Sometimes these phrases were so powerful they actually became part of the cultural lexicon. Here are some examples: “Don’t leave home without it” (American Express), “It keeps going, going and going” (Energizer), and “Good to the last drop” (Maxwell House). Slogans waxed and waned like the tides in the ocean, some lasting a generation or until events made them distasteful and others spanning multiple generations.

Language is like that. A well-written book is a another example of when thoughts and ideas are conveyed in such a succinctly perfect way that it’s more than just pleasurable to read. A well-crafted story is a thing of beauty. The point is that language, specifically writing, is an art form. Anyone can do it and with a little care and common sense, produce something that is memorable.
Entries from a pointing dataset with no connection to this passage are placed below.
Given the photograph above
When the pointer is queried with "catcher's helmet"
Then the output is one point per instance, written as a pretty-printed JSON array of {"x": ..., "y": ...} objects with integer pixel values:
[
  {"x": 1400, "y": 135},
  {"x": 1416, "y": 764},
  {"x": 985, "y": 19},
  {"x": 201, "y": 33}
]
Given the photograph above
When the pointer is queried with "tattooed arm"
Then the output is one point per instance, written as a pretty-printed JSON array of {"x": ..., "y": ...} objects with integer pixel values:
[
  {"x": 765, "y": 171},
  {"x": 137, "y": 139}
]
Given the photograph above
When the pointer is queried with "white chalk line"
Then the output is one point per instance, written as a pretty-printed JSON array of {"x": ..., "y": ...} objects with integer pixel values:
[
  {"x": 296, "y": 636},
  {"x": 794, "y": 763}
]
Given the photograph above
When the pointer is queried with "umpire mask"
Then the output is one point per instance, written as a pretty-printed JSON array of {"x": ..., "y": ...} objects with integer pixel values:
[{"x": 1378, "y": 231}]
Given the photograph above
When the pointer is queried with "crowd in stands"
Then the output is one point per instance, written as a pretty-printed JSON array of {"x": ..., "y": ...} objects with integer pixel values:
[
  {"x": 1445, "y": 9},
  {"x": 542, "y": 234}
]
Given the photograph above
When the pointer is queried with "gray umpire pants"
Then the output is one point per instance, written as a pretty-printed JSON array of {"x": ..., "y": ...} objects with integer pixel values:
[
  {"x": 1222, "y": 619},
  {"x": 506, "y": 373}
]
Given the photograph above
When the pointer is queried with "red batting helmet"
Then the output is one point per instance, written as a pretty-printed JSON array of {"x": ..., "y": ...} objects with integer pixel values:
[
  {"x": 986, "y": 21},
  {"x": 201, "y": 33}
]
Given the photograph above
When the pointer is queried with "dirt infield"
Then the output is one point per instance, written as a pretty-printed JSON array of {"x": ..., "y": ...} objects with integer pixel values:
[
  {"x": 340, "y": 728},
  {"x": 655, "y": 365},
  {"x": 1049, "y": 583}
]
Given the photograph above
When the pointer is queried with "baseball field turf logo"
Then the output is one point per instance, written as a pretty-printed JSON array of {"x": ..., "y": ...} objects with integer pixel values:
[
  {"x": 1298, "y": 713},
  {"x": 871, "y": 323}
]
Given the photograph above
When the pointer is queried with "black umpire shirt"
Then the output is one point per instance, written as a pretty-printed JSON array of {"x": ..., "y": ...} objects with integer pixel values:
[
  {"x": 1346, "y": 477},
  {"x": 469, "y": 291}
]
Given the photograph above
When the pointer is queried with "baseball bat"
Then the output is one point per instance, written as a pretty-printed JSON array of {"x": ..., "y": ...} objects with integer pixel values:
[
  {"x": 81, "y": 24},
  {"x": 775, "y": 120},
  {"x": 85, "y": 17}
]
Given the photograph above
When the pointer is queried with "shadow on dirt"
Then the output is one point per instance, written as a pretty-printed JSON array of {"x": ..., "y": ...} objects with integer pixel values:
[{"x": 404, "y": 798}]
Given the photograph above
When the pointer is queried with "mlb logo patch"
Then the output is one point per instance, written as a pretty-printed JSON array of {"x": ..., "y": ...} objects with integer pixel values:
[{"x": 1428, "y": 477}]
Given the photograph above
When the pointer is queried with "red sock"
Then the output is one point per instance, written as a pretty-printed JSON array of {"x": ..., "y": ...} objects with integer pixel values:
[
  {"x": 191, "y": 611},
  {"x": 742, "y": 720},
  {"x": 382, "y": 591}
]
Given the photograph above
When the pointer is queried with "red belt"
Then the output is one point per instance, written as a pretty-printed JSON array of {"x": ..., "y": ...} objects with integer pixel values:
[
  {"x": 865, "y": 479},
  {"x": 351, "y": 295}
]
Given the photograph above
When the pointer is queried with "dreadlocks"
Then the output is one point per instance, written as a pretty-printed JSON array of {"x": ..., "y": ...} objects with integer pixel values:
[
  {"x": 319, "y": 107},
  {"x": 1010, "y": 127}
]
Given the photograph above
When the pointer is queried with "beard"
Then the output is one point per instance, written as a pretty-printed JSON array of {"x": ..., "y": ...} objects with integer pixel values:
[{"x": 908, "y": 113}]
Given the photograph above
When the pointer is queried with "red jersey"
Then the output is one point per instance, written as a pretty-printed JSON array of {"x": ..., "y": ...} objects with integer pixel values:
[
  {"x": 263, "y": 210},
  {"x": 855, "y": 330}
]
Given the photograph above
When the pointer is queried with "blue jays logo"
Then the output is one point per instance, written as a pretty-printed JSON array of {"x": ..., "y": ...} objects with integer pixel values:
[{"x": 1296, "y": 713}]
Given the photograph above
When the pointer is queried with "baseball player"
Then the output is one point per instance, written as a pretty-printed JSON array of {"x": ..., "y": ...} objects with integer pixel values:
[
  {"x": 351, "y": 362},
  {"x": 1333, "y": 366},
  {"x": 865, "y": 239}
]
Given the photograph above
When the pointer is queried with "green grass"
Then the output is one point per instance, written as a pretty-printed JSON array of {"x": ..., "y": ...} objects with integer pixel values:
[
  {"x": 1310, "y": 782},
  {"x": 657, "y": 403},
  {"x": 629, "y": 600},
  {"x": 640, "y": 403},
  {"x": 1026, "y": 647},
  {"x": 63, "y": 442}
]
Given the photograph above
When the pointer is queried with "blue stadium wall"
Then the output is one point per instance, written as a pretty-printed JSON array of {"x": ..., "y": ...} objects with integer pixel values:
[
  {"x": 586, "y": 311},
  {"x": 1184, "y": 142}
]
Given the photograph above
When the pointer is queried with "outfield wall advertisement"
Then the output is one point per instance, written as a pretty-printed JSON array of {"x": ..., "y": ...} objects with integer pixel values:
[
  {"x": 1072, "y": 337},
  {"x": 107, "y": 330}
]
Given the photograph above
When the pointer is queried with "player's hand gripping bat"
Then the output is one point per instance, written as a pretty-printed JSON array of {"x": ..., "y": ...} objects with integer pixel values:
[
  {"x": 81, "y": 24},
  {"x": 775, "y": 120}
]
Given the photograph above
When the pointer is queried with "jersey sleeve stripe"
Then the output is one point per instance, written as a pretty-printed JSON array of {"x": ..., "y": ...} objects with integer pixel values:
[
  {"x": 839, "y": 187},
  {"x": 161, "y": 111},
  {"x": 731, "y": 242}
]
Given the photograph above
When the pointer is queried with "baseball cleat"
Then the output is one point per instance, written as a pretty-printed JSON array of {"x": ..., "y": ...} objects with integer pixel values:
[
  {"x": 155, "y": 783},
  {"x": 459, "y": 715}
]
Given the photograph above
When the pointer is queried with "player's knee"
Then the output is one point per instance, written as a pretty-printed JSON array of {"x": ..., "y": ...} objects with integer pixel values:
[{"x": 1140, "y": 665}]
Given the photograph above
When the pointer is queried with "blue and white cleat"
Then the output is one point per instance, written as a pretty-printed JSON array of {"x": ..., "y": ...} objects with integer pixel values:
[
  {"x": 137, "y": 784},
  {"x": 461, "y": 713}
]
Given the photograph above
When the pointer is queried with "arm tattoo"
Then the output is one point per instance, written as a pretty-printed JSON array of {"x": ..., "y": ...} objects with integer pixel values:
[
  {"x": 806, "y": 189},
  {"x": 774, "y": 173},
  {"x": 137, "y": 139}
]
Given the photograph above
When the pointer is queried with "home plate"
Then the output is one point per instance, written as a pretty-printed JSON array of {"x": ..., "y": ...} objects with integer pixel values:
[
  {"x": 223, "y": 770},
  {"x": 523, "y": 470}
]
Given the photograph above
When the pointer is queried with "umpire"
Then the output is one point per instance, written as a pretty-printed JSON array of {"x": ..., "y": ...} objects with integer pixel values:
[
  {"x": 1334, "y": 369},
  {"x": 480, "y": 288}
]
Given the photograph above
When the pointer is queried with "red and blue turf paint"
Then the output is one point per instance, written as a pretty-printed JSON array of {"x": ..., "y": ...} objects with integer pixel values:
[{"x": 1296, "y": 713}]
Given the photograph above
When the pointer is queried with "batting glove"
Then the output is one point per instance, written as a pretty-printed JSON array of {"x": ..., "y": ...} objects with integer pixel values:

It’s also the reason why some people, such as some politicians and presidents of large firms hire specially trained people who write many of the words that come out of their mouths. They recognize the power of words and want what they say to always be memorable and have some level of importance. That not exactly creativity, but they do recognize the word-smithing abilities of the people they hire.

Art form aside, creativity doesn’t have to involve art at all. Take the lowly potato chip. This now commonplace little demon of our waistlines was invented in 1853 by chef George Crum at Moon’s Lake House near Saratoga Springs, New York. Crum created the snack in reaction to a customer who continuously sent his fried potatoes back complaining that they weren’t crunchy enough. Crum sliced the potatoes as thin as possible in reaction, fried and salted them. His customer loved them and “Saratoga Chips” were born. Crum’s solution was a stroke of high-cholesterol genius and it was his creativity that got him there.

Let’s say you work with numbers seven days a week in a cramped cubicle on a crowded floor and when the five o’clock bell rings you can’t wait to get home. You’re not rushing to get out because you hate your job, but because you can’t wait to get home and work on your garden. Creativity doesn’t have to be what you do with your time, but the passion you feel for it. You could be a horrible gardener who unceremoniously kills everything you touch, much to the horror of your neighbours. But that passion you feel, that fire in your belly to get going, that excitement is a form of creativity.

You could be a golfer who has one particular shot that you’ve perfected, and everything else you struggle with. You could be a golfer who is an amazing putter. It could be the one shot that you can cut through like “budd’ah”, but you couldn’t chip your way out of a paper bag. Some might argue that’s just skill, but I would counter that it was your passion for the game that fuelled you to invest the time to perfect that shot. It was your creativity that helped you find the solution that worked best for you.

Passion learning is something many of us do outside of work. It’s a yearning to learn something unrelated to your day job, a personal pleasure if you wish. We’ve all heard of people who have taken cooking courses after work. Passion learning is directly connected to creativity. You do it not because you have to, but because you want to. That yearning is the start of the fire that will become a passion. You don’t have to be great at whatever you do, just have the desire. That’s also creativity.

Here’s another example: You’ve just invited a guy you swear looks like Fred Flintstone into your home to fix your fuse box. Fred stays an hour and a half and charges you what can only be described as “close to your mortgage”. You might be freaking at your bill, but what you may not realize is that, according to his co-worker Barney Rubble, the work that Fred just did for you, to any other electrician, is in itself a work of art. To you, you can’t see that level of workmanship because you are not an electrician. It’s something that is outside your scope of aesthetics. Sometimes, you can’t see creativity when it’s right in front of you because creativity is relative.

Forget the graphics and pretty pictures. Take a closer look at your own life and I will bet a mortgage payment, you ARE a creative person. Take a look at your accomplishments in your work life and I would expect you to see much of that was driven by your passion, and it was your creativity that got you there.